SpoofCard: Good for Privacy, Bad for Hacking
Is SpoofCard as harmless as it seems?
SpoofCard is, put simply, a service that allows you to change the phone number that shows up on someone else’s phone when you call. It sells its services under the slogan “Be who you want to be,” and advertises itself as a tool to protect your privacy. It costs about 20 cents per use.
Seems pretty harmless so far, eh? Well SpoofCard also advertises that you can use it to prank call your friends. That’s a little questionable, but still OK if it’s all in good fun. Because no one would ever use a service for something it wasn’t intended for, right? Say, harassment or hacking into someone’s voicemail.

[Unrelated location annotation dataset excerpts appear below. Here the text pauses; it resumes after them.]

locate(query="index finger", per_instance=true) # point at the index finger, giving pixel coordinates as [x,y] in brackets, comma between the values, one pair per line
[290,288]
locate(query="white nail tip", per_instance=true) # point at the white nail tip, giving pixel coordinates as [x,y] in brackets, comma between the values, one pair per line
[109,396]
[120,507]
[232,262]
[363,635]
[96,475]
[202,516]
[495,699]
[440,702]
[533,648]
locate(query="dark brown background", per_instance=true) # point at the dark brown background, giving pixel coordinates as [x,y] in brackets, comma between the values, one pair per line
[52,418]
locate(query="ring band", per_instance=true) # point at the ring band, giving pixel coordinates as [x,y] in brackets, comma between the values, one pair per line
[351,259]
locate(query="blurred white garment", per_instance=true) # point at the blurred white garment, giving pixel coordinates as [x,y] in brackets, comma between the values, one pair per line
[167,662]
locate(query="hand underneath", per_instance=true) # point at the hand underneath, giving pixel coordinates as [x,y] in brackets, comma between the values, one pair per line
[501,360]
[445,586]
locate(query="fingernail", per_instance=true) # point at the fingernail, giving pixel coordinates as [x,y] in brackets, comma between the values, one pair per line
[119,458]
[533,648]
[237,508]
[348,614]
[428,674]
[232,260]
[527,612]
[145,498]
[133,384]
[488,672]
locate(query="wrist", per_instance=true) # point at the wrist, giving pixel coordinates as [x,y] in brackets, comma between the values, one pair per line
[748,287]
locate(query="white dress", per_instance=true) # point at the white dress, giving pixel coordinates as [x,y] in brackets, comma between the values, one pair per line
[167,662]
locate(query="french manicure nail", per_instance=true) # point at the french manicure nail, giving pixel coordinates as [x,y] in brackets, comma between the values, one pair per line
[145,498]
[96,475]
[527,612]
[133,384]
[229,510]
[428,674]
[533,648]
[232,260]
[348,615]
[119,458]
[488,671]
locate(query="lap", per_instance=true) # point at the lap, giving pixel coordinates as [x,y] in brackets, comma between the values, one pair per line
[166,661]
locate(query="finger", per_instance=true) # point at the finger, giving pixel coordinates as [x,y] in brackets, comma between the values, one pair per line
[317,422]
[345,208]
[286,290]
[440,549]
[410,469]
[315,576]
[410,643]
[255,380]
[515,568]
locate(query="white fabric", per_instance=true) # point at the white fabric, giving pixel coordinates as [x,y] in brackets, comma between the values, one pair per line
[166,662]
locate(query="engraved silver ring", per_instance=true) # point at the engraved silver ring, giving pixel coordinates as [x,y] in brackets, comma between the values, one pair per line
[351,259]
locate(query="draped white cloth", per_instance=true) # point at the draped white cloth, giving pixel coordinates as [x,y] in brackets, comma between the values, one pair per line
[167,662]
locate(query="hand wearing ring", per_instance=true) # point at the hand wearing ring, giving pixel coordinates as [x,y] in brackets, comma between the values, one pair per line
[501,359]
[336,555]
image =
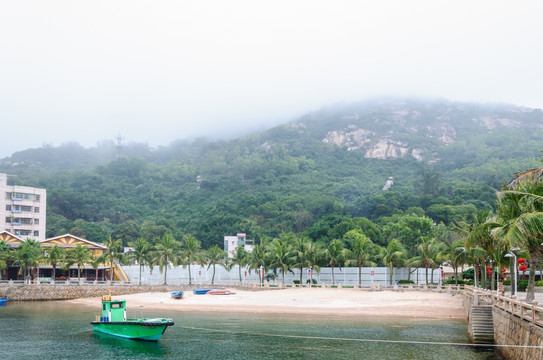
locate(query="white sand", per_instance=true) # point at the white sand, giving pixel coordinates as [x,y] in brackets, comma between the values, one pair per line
[318,301]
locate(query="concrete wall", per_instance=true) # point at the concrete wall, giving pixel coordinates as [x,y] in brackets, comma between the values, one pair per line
[344,276]
[511,330]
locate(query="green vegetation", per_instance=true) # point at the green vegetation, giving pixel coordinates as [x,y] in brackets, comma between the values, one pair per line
[310,203]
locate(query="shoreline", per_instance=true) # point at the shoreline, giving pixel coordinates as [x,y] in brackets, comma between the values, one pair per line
[306,301]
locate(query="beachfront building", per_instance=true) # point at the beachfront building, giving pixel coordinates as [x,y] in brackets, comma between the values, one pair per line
[231,244]
[22,210]
[44,271]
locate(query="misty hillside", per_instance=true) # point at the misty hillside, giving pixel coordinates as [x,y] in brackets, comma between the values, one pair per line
[445,158]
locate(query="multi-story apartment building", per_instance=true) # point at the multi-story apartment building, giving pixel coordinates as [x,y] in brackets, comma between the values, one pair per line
[22,210]
[231,244]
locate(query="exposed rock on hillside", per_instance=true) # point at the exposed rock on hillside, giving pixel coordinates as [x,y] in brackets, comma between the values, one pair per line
[352,138]
[386,149]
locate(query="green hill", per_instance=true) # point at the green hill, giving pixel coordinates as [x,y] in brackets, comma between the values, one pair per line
[446,160]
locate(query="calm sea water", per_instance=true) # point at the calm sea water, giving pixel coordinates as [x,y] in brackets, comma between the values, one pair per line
[58,330]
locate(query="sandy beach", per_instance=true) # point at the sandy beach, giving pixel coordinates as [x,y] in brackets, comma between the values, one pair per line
[316,301]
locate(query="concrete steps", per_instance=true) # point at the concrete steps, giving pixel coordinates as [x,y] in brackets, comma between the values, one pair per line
[481,325]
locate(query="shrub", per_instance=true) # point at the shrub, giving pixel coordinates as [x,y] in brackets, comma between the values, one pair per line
[453,282]
[468,274]
[522,285]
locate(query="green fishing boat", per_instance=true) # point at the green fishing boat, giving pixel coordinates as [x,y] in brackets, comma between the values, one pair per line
[113,322]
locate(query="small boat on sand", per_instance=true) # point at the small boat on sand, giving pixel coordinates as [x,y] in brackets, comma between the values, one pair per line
[113,322]
[177,295]
[219,292]
[202,291]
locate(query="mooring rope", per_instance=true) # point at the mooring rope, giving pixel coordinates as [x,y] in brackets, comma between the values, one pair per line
[240,332]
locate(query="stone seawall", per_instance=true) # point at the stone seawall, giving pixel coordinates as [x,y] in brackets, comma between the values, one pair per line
[65,292]
[511,330]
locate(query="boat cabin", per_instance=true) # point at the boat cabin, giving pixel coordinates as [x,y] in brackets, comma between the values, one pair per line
[113,310]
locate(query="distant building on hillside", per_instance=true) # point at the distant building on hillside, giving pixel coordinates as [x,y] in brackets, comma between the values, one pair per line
[231,244]
[22,210]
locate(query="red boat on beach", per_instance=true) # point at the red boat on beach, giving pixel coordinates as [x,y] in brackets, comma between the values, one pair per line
[219,292]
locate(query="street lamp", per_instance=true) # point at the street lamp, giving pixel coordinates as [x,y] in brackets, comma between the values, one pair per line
[512,254]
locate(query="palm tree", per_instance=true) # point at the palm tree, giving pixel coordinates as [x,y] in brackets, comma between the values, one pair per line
[426,250]
[280,255]
[167,249]
[240,259]
[54,256]
[191,251]
[142,248]
[80,255]
[28,255]
[455,255]
[335,254]
[299,249]
[258,258]
[362,251]
[521,209]
[5,251]
[112,253]
[214,255]
[314,254]
[393,255]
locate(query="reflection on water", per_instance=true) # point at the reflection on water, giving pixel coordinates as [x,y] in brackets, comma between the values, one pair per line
[58,330]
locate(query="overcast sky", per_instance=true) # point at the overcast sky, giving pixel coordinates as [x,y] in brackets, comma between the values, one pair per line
[156,71]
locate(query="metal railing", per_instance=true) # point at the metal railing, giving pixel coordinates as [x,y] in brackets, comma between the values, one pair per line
[531,312]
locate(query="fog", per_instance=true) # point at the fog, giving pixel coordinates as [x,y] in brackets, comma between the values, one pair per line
[157,71]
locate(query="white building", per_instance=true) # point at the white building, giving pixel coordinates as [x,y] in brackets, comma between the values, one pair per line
[22,210]
[231,244]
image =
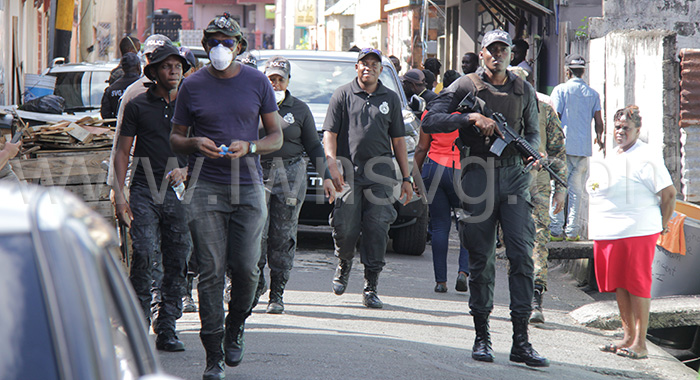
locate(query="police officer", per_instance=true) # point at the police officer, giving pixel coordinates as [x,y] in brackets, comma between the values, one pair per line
[363,123]
[131,66]
[284,173]
[495,190]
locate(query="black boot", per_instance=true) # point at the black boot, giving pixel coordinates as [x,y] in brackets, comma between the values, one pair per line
[342,275]
[234,342]
[369,297]
[482,351]
[260,290]
[537,316]
[522,351]
[215,356]
[277,284]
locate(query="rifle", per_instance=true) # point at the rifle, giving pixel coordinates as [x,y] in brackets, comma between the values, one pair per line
[471,103]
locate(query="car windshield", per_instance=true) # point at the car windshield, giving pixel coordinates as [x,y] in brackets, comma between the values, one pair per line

Sure enough, some people have figured out how to use SpoofCard to hack into people’s voicemails. Malicious people can use SpoofCard to hack into the voicemails of anyone whose number they know. That means people can listen to others’ messages, change their outgoing greeting, you name it.
In fact, if you were to take it even further, you could use services such as pizza delivery and money lenders who use phone numbers as people’s account numbers. Doesn’t sound so harmless now, does it?
SpoofCard malice and mayhem
Instances of maliciously using SpoofCard have started to pop up in the press. First it was reported that celebrities such as Lindsay Lohan and Paris Hilton had their phones hacked. Brickhouse Security reports that Dolce and Gabbana Publicity Director Ali Wise was fired from her job after she used SpoofCard to hack into people’s phones more than 700 times. Ahem, I said SEVEN HUNDRED TIMES.
And if that isn’t enough, guess what she was doing. She was hacking into the voicemails of her ex-boyfriends’ new girlfriends, listening to their voicemails and deleting them as she saw fit. Can we say psycho? Also, there have been instances of people using SpoofCard to disguise their numbers while making fraudulent 911 calls.
Yes, SpoofCard is still available. No, I am not going to tell you how to use it.